Como peculiaridades no Testamento, a Dra Ana Lúcia citou o reconhecimento de filhos por meio da cédula testamentária, em qualquer de suas modalidades; o desejo de estabelecer a filiação sócio afetiva; a permissão para autorizar a realização da fecundação artificial post mortem, ou mesmo a gestação de embriões excedentários; a possibilidade de se declarar à existência de união estável com seu consorte, facilitando o direito do sobrevivo à meação e herança; e a escolha de quais os bens devem compor o pagamento do quinhão de cada herdeiro.
Relacionado às exclusões, mencionou a de herdeiros legítimos, não necessários; e dos colaterais e/ou do Estado na participação hereditária. Quanto às restrições, a possibilidade de inserção de cláusulas restritivas sobre a legítima dos herdeiros necessários; a incomunicabilidade e a impenhorabilidade, ou apenas estas isoladamente; ou, por meio de cláusula de administração, que atribui, a pessoa escolhida pelo testador, a administração de bens deixados em favor de menor ou incapaz. Além disso, informou que o testador poderá estabelecer quais os bens devem vir a colação.

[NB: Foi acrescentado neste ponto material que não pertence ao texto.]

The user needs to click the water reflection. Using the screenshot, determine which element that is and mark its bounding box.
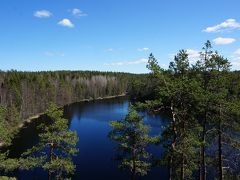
[4,98,167,180]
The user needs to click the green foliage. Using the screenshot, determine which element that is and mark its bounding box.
[109,107,155,179]
[22,104,78,178]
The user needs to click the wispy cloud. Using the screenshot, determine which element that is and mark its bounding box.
[203,19,240,33]
[137,47,150,51]
[33,10,52,18]
[169,49,200,64]
[44,51,65,57]
[72,8,87,17]
[58,18,74,28]
[213,37,236,45]
[104,58,148,66]
[105,48,114,52]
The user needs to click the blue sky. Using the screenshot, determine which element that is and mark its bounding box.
[0,0,240,73]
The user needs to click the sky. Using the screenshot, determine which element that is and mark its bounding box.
[0,0,240,73]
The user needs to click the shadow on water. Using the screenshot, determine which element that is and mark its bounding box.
[3,97,167,180]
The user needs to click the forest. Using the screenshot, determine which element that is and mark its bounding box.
[0,41,240,180]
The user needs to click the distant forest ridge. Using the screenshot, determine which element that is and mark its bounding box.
[0,70,141,121]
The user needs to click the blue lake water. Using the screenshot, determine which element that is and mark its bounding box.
[4,97,168,180]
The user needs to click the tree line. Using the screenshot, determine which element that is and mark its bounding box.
[128,41,240,180]
[0,70,138,143]
[0,41,240,180]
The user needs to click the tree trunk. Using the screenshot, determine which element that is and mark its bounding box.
[169,155,173,180]
[169,102,177,180]
[181,154,185,180]
[199,111,207,180]
[48,143,53,180]
[218,107,223,180]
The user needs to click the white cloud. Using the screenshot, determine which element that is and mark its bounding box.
[104,58,148,66]
[58,18,74,28]
[138,47,150,51]
[105,48,114,52]
[213,37,236,45]
[44,51,65,57]
[33,10,52,18]
[231,48,240,70]
[72,8,87,17]
[203,19,240,33]
[187,49,200,64]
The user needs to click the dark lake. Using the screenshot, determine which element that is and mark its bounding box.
[5,97,168,180]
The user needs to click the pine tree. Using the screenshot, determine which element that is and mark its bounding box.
[23,104,78,179]
[109,107,154,180]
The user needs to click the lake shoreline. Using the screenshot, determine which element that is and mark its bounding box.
[0,93,128,149]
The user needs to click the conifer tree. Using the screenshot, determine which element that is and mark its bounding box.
[109,107,156,180]
[23,104,78,179]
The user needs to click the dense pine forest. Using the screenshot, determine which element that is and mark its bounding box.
[0,70,141,142]
[0,41,240,180]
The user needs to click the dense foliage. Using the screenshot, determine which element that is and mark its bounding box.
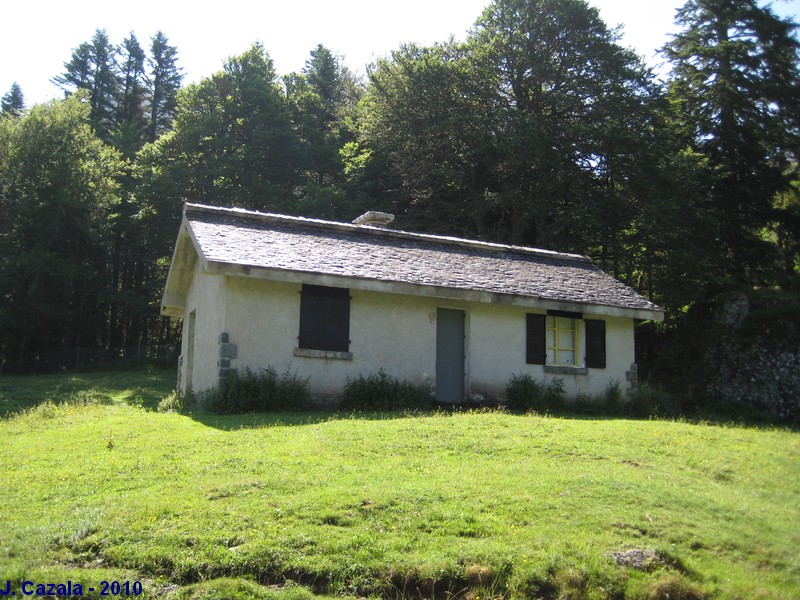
[0,0,800,412]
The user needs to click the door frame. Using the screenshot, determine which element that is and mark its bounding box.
[435,305,469,403]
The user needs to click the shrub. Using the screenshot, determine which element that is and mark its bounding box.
[506,374,566,412]
[198,367,308,414]
[157,392,192,413]
[342,369,431,411]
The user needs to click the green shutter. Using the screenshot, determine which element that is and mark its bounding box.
[584,319,606,369]
[525,314,547,365]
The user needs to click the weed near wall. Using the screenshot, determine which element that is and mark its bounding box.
[342,369,432,411]
[197,367,309,414]
[506,374,567,412]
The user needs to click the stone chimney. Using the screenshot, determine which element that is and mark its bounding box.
[353,210,394,227]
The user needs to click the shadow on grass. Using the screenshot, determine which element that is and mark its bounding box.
[0,367,175,419]
[186,405,800,432]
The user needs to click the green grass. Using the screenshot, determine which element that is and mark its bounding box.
[0,372,800,600]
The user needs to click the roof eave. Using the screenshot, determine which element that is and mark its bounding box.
[203,260,664,321]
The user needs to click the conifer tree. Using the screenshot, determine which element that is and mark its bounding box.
[0,81,25,116]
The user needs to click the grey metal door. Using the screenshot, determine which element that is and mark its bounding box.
[436,308,465,402]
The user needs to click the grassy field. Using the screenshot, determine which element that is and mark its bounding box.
[0,371,800,600]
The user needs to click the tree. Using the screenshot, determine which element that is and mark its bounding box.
[664,0,800,284]
[0,81,25,117]
[139,44,300,210]
[0,93,121,371]
[148,31,183,142]
[360,0,659,262]
[113,33,148,158]
[283,45,362,217]
[53,29,120,141]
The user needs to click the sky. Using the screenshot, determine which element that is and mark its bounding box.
[0,0,800,106]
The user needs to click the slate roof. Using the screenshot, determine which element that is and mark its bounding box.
[169,204,663,318]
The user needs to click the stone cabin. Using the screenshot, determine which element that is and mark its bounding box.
[161,204,663,403]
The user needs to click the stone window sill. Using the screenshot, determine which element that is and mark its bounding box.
[293,348,353,360]
[544,365,589,375]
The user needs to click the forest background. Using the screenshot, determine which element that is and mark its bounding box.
[0,0,800,418]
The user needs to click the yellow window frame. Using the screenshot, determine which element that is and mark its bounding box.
[545,315,578,366]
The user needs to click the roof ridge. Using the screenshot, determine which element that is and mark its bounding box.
[183,202,592,264]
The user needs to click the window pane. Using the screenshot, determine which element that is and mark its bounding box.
[558,350,575,365]
[558,330,575,349]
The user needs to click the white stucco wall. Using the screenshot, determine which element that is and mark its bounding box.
[180,262,227,393]
[182,268,634,404]
[468,305,635,397]
[226,278,436,395]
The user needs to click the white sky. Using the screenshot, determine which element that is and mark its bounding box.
[0,0,800,106]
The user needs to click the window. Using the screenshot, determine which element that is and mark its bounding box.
[299,285,350,352]
[525,310,606,372]
[546,316,578,367]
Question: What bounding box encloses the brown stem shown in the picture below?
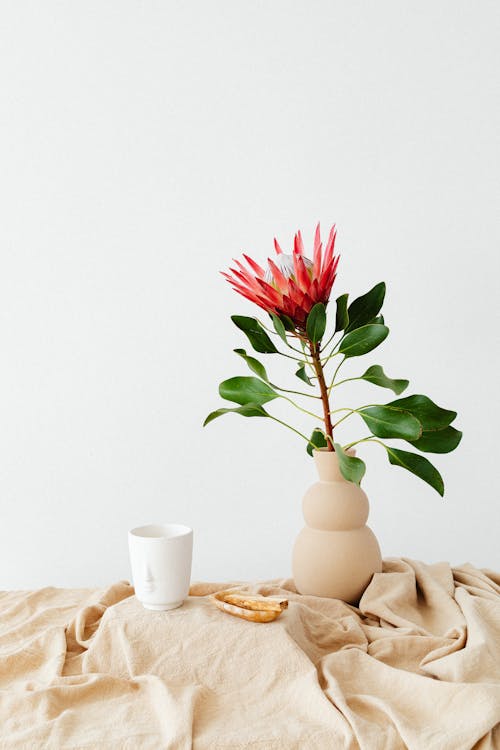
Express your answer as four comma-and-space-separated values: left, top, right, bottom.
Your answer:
309, 341, 335, 451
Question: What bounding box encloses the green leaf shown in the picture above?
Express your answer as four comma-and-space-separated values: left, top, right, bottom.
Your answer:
408, 427, 462, 453
361, 365, 409, 396
334, 443, 366, 485
295, 364, 314, 385
203, 404, 269, 427
387, 394, 457, 432
335, 294, 349, 333
306, 302, 326, 344
233, 349, 269, 383
231, 315, 278, 354
346, 281, 385, 333
306, 428, 328, 456
357, 406, 422, 440
219, 375, 278, 406
384, 445, 444, 497
270, 313, 288, 345
339, 323, 389, 357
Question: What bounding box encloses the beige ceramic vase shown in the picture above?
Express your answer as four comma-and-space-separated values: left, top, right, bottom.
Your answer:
292, 450, 382, 604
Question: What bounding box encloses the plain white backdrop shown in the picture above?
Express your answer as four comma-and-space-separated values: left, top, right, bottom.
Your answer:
0, 0, 500, 588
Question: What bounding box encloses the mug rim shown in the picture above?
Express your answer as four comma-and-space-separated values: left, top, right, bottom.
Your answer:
128, 523, 193, 541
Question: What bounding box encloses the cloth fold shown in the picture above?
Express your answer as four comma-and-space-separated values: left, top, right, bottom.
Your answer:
0, 558, 500, 750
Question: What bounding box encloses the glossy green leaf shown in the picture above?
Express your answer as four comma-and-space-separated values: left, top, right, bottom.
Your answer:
384, 445, 444, 497
203, 404, 269, 427
306, 302, 326, 344
271, 313, 288, 344
346, 281, 385, 333
306, 428, 328, 456
339, 324, 389, 357
233, 349, 269, 383
388, 394, 457, 432
231, 315, 278, 354
335, 294, 349, 333
409, 426, 462, 453
334, 443, 366, 485
361, 365, 409, 396
295, 364, 314, 385
358, 406, 422, 440
219, 375, 278, 406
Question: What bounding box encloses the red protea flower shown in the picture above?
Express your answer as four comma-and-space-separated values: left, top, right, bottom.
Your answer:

De acordo com a Dra Ana Lúcia, Testamento Vital, instruções prévias, declaração de vontade do paciente em fim de vida, Diretivas Antecipadas de Vontade ou Escritura Declaratória são algumas das nomenclaturas destinadas ao documento pelo qual a pessoa manifesta os próprios anseios acerca dos cuidados, tratamentos e procedimentos que se deseja ou não ser submetido, em caso de acometimento de doença ameaçadora da vida.
Tal declaração, observou, expressa a solicitação da pessoa enferma, feita enquanto estiver saudável e puder expressar sua vontade, para ser usada quando estiver impossibilitada de se expressar livremente por conta de seu grave estado de saúde e já fora de possibilidades terapêuticas.

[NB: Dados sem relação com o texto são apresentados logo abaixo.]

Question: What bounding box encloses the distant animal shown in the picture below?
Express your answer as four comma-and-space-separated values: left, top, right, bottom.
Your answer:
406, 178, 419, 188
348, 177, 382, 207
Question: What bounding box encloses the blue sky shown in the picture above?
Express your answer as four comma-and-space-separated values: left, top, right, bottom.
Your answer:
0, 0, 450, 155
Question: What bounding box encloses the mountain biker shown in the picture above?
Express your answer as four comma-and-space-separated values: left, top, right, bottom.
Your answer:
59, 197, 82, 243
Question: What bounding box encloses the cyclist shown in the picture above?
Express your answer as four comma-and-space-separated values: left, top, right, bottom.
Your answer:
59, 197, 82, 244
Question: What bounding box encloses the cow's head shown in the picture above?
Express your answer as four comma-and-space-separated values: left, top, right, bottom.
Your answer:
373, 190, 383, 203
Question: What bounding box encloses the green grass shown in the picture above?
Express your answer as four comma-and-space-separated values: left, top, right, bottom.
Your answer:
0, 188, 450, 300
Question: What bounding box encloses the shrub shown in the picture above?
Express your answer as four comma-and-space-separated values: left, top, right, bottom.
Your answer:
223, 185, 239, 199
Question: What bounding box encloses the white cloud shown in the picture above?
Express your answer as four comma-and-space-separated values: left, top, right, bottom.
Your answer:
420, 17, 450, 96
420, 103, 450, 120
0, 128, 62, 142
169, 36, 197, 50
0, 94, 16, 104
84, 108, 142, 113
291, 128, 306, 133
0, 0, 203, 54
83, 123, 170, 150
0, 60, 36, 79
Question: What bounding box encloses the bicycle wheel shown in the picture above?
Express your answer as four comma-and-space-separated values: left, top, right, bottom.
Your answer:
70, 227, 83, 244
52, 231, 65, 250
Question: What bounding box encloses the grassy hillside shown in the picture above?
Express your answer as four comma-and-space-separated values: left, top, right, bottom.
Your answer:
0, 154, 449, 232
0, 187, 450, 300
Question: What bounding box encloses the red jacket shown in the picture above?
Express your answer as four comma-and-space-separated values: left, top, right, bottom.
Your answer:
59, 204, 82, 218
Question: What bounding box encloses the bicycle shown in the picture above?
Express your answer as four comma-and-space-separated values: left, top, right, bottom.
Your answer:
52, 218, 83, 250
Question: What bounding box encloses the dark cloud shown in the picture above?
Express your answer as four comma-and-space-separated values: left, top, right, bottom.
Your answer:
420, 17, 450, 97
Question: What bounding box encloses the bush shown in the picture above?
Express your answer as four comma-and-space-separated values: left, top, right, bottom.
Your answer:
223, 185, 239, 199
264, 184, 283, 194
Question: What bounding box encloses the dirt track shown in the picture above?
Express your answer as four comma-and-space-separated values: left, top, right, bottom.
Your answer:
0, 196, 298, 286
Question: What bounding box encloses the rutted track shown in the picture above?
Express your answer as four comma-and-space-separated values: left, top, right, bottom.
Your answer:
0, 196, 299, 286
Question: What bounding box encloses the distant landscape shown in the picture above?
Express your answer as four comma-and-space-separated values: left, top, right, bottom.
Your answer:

“No Brasil, não existe ainda legislação formal sobre o tema e nem determinações legais para a formalização do testamento vital, no qual o testador/declarante poderá, além de estabelecer sua vontade para determinar como será o final de sua vida, nomear um procurador que ficará responsável por tomar decisões, cabendo a ele esclarecer dúvidas dos médicos quando o outorgante já não reunir condições de se manifestar”, explicou.
Ela lembrou do princípio da autonomia da vontade previsto na CF art. 5º II, proporcionando que as pessoas maiores e capazes são soberanas para decidirem sobre seus desejos, consolidando-os em contratos privados ou públicos, quando queira, até o limite da lei. No entender da advogada, o fato de não existir legislação específica sobre o tema no Brasil, não significa que o testamento vital não seja válido.

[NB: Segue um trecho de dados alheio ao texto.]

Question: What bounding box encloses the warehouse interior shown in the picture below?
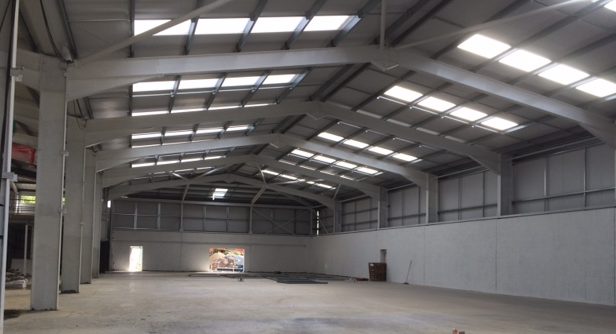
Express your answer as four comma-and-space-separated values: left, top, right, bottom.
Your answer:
0, 0, 616, 333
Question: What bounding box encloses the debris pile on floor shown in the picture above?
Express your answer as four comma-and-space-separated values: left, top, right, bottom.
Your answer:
5, 269, 30, 289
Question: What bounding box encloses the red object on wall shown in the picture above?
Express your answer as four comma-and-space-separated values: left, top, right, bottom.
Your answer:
13, 144, 36, 165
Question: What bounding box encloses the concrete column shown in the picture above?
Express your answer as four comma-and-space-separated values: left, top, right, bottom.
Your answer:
31, 64, 66, 310
92, 173, 103, 278
81, 150, 96, 284
60, 120, 85, 293
376, 188, 389, 230
496, 156, 513, 216
420, 176, 438, 224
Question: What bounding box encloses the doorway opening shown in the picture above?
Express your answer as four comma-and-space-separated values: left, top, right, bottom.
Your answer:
128, 246, 143, 272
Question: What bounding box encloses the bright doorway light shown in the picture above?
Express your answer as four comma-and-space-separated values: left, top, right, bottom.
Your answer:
128, 246, 143, 272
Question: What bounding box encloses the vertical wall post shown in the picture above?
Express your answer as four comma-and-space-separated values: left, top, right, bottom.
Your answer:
31, 60, 66, 310
91, 173, 103, 278
60, 119, 85, 293
81, 150, 96, 284
496, 156, 513, 216
424, 175, 438, 224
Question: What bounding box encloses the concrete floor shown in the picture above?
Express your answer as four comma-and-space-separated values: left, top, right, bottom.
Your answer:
5, 273, 616, 334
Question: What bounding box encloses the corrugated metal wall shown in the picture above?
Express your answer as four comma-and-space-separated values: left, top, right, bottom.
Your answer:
321, 145, 616, 233
111, 200, 312, 235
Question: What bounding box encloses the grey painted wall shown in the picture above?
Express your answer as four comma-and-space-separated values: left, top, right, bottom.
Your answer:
309, 208, 616, 305
111, 230, 310, 272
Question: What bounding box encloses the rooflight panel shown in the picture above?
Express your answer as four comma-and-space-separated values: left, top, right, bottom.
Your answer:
304, 15, 350, 31
499, 49, 552, 72
195, 18, 249, 35
368, 146, 394, 155
178, 79, 218, 90
263, 74, 297, 85
417, 96, 456, 112
165, 130, 193, 137
222, 76, 260, 87
252, 16, 303, 34
451, 107, 487, 122
481, 117, 518, 131
393, 153, 417, 162
291, 149, 314, 158
575, 78, 616, 97
130, 132, 162, 140
458, 34, 511, 59
317, 132, 344, 142
314, 155, 336, 164
539, 64, 589, 85
226, 125, 250, 132
385, 86, 422, 102
131, 110, 169, 117
343, 139, 368, 149
133, 20, 190, 36
133, 80, 175, 93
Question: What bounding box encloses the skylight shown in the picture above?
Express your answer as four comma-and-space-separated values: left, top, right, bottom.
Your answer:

Acentuou, ainda, os princípios da Dignidade da Pessoa Humana na Constituição Brasileira, além da Autonomia Privada e a proibição constitucional de tratamento desumano. “Isso significa dizer que a Lei Maior do Brasil reconhece o direito à vida desde que esta seja digna, reconhecendo a autonomia da pessoa”, frisou.
Relacionado ao conteúdo do testamento, mencionou as chamadas diretivas antecipadas de vontade: um gênero de documentos de manifestação de vontade para cuidados e tratamentos médicos criado na década de 60 nos EUA. Esse gênero, assinalou, possui duas espécies: Testamento Vital e Mandato Duradouro que, quando previstos em um único documento, são chamados de Diretivas Antecipadas de Vontade.
Dentro deste universo de conteúdo, expôs a existência de três possibilidades: eutanásia (proibida pela legislação brasileira), também chamada de “boa morte” ou “morte apropriada”; distanásia, também chamada “obstinação terapêutica” e “futilidade médica”, quando, mesmo que o tratamento seja ineficaz e cause sofrimento ao paciente terminal, prolonga o processo de morte; e ortotanásia, que vem a ser a morte no seu devido tempo, sem prolongar o sofrimento do paciente (procedimento que pode ser incluído no testamento vital).
Para concluir, a Dra Ana Lúcia Piccoli argumentou que a Constituição institui o direito à vida, e não o dever à vida, “razão pela qual não se admite que o paciente seja obrigado a se submeter a cirurgia ou tratamento”.